Quiet time on a bus headed east to see Obama sparked education, reflection and inspiration.
ALONG INTERSTATE 94 IN WISCONSIN -- A slight ray of sunrise glinting through his bus window, Braxton Haulcy wasted no time using a trip to see Barack Obama's inauguration as a teaching marathon for his son.
It was just hours into their early-morning journey Sunday, and everyone around them was slumped under coats and blankets, asleep in their seats. Braxton and 14-year-old Bakari sat under a fluorescent reading light, paging through a glossy coffee table book: "Life -- The American Journey of Barack Obama."
They studied photos of Obama's childhood and his years in college and law school.
It is a trip full of teaching moments for the 23 students and 19 adults on board the Minnesota Coaches bus rolling east on the Interstate. Leaders at Minneapolis' Harvest Prep School, which chartered the bus, purposely included community elders who could share their slice of history -- their experiences of impassioned struggles against segregation and overt racism.
But like much of the conversation among the plush blue seats over the Midwest prairie, Braxton's message focused on what lies ahead. Obama is inspirational, he said, and he wanted to inspire Bakari, a Minnetonka High School freshman, as well.

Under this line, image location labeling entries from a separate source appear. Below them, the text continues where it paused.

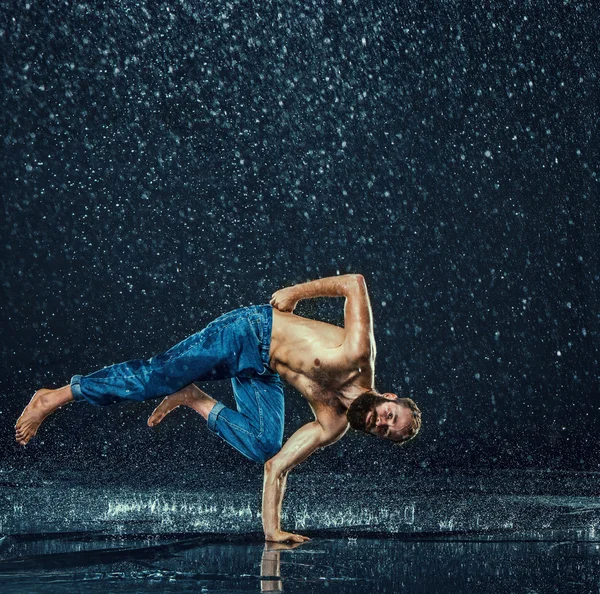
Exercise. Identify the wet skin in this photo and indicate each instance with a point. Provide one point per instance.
(328, 365)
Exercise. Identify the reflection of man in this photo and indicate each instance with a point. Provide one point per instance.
(270, 567)
(257, 346)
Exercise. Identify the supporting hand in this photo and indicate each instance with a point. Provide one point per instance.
(284, 299)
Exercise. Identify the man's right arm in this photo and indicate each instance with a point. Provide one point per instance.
(297, 448)
(331, 286)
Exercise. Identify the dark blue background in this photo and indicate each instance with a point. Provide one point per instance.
(160, 166)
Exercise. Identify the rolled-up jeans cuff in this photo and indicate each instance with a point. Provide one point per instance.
(213, 414)
(76, 388)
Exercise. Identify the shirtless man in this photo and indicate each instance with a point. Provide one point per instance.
(257, 346)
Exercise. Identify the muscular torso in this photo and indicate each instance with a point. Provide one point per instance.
(308, 355)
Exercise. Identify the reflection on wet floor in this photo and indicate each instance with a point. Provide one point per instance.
(535, 532)
(68, 563)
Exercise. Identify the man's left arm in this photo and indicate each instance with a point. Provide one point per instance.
(359, 343)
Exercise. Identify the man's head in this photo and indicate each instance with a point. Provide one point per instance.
(385, 415)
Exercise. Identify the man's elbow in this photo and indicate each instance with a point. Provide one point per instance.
(274, 468)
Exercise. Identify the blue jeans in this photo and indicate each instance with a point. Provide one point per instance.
(234, 346)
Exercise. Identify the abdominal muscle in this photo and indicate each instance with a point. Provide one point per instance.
(307, 353)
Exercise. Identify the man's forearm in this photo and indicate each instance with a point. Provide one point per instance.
(331, 286)
(273, 490)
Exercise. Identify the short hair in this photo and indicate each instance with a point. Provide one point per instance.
(415, 424)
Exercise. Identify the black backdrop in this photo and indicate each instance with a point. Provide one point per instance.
(162, 165)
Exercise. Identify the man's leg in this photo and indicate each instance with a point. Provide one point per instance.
(190, 396)
(255, 429)
(227, 346)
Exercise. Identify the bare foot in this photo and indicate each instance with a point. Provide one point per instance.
(43, 403)
(190, 396)
(167, 405)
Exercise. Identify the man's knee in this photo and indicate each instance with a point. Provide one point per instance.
(269, 446)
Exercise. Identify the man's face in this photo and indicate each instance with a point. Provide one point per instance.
(380, 415)
(389, 420)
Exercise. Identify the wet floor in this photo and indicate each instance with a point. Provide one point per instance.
(77, 562)
(525, 532)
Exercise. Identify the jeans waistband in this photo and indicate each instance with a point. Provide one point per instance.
(265, 328)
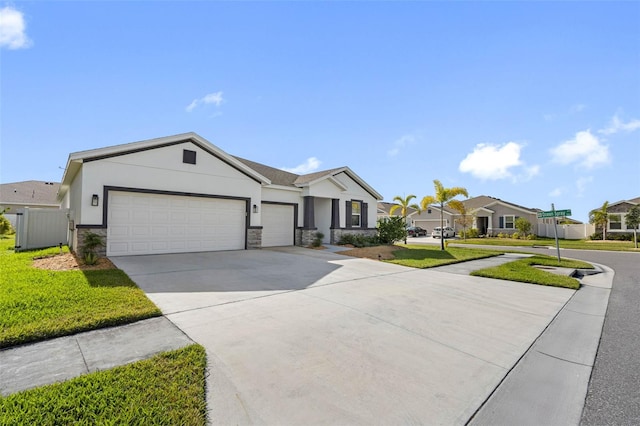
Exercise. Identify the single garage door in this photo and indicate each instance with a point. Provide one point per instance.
(277, 225)
(152, 224)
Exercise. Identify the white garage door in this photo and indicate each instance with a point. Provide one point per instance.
(152, 224)
(428, 224)
(277, 225)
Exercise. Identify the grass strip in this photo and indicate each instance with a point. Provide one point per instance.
(37, 304)
(522, 270)
(550, 242)
(427, 256)
(168, 389)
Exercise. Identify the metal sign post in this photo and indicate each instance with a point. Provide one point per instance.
(555, 231)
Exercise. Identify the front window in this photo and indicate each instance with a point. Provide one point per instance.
(615, 221)
(355, 213)
(509, 222)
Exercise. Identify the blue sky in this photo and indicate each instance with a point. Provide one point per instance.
(531, 102)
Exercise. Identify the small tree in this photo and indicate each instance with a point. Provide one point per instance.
(465, 219)
(633, 220)
(391, 230)
(404, 204)
(600, 217)
(523, 226)
(317, 241)
(442, 197)
(90, 243)
(5, 225)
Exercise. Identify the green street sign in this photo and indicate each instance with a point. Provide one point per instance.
(558, 213)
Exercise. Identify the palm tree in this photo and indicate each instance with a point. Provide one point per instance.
(465, 219)
(443, 197)
(633, 220)
(404, 204)
(600, 217)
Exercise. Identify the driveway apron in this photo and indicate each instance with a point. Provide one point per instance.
(298, 336)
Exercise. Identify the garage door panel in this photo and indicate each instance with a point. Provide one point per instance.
(277, 225)
(152, 223)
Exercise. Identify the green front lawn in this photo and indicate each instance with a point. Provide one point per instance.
(38, 304)
(427, 256)
(568, 244)
(168, 389)
(523, 271)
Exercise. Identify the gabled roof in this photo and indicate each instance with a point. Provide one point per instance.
(484, 201)
(30, 192)
(384, 207)
(276, 176)
(76, 159)
(284, 178)
(634, 201)
(263, 174)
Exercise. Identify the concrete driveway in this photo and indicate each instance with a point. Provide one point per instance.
(299, 336)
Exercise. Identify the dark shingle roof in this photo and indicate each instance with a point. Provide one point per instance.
(276, 176)
(29, 192)
(281, 177)
(484, 200)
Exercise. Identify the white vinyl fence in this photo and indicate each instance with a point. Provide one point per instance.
(39, 228)
(567, 232)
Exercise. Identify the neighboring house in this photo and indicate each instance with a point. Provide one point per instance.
(31, 194)
(617, 212)
(493, 215)
(183, 194)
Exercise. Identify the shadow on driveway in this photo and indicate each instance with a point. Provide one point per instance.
(230, 271)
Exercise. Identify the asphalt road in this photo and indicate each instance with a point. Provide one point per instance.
(613, 397)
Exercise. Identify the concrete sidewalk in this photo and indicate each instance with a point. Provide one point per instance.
(549, 384)
(57, 360)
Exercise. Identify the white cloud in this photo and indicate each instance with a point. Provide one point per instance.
(577, 108)
(584, 150)
(401, 143)
(493, 162)
(582, 184)
(556, 192)
(13, 29)
(311, 165)
(616, 125)
(212, 98)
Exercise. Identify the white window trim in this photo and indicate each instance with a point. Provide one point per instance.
(621, 222)
(513, 221)
(359, 214)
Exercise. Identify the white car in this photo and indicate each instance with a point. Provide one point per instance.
(447, 231)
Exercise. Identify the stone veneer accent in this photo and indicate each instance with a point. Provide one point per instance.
(336, 234)
(81, 232)
(254, 238)
(307, 236)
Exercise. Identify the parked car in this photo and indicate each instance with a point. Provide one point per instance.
(416, 231)
(447, 232)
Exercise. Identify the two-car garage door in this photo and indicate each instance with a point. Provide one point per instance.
(141, 223)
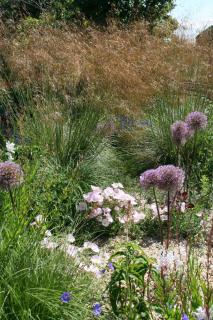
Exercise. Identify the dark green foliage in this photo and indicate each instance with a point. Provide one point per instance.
(127, 285)
(96, 10)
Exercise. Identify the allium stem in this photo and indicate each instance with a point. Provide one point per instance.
(190, 160)
(169, 221)
(159, 218)
(208, 269)
(12, 200)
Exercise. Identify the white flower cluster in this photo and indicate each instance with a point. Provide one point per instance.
(95, 264)
(112, 203)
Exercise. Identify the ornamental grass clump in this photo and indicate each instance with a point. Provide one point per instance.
(11, 176)
(197, 120)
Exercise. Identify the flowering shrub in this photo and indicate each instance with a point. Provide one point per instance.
(112, 204)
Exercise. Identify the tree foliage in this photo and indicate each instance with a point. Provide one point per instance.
(95, 10)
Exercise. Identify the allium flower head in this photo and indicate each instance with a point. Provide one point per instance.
(170, 178)
(196, 120)
(149, 178)
(11, 175)
(200, 314)
(180, 132)
(65, 297)
(111, 266)
(97, 309)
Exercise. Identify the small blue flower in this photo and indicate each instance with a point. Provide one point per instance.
(111, 267)
(65, 297)
(97, 309)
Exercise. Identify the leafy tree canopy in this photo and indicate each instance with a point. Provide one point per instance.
(95, 10)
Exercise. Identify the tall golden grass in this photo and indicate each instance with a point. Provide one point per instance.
(125, 67)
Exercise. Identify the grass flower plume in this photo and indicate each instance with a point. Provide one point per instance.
(196, 120)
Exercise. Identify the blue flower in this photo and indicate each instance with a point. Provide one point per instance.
(65, 297)
(111, 267)
(97, 309)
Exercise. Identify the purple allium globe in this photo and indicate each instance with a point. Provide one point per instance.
(149, 179)
(97, 309)
(111, 266)
(11, 175)
(170, 178)
(196, 120)
(65, 297)
(180, 132)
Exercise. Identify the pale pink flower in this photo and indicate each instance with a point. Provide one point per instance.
(137, 217)
(91, 245)
(117, 185)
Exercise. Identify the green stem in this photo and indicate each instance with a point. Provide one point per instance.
(12, 200)
(159, 218)
(169, 221)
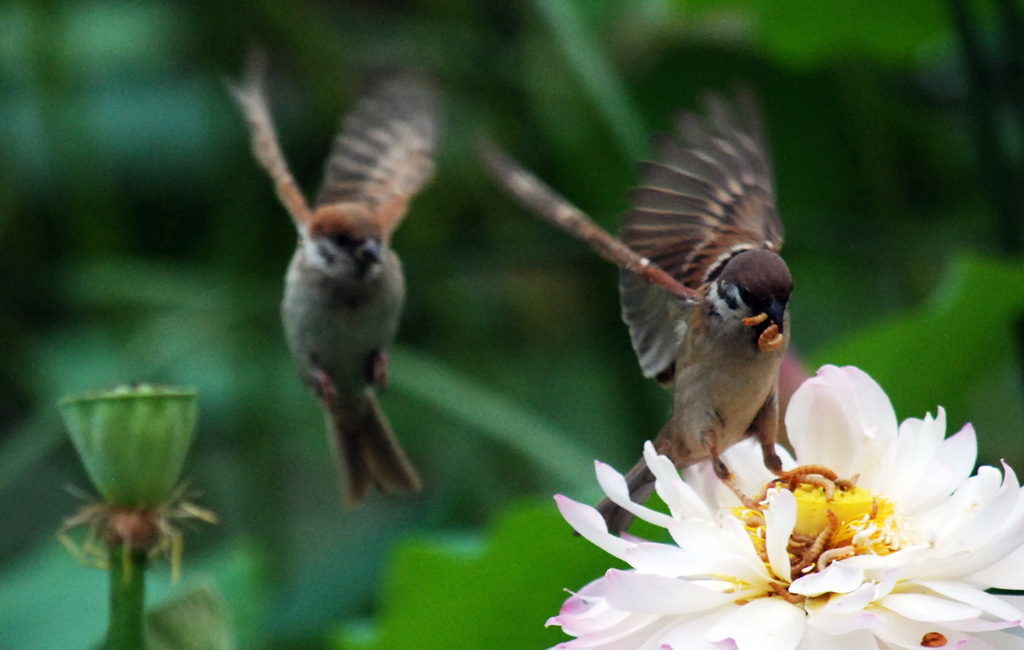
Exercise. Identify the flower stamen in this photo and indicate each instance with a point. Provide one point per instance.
(811, 556)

"Whatever you do you need to put some effort into it," Braxton told his son, looking at Obama's photos of graduation. "If you end up being average, that's fine, but you always want to shoot for excellence."
Obama's presidency was unlikely, Braxton said. "I didn't think this would happen in my lifetime. I wasn't sure it would happen in your lifetime," he told Bakari.
So the two sat, Obama baseball caps on their heads, turning the pages.
They came to a section about Obama's days as a community organizer.
"It's important to look beyond yourself to doing things that are going to benefit the community," said Braxton, a market research vice president who serves on the boards of two community organizations in the Twin Cities. "We live in a larger universe than just our immediate family."
Their trip to Washington, he said, would be a chance to see how Obama will fit into the larger landscape of politics -- of making laws and developing policy.
"Didn't I, like, read that in my history book?" Bakari asked.
"Yeah, well, see, this is history," his dad replied, looking into his son's eyes. "This is history."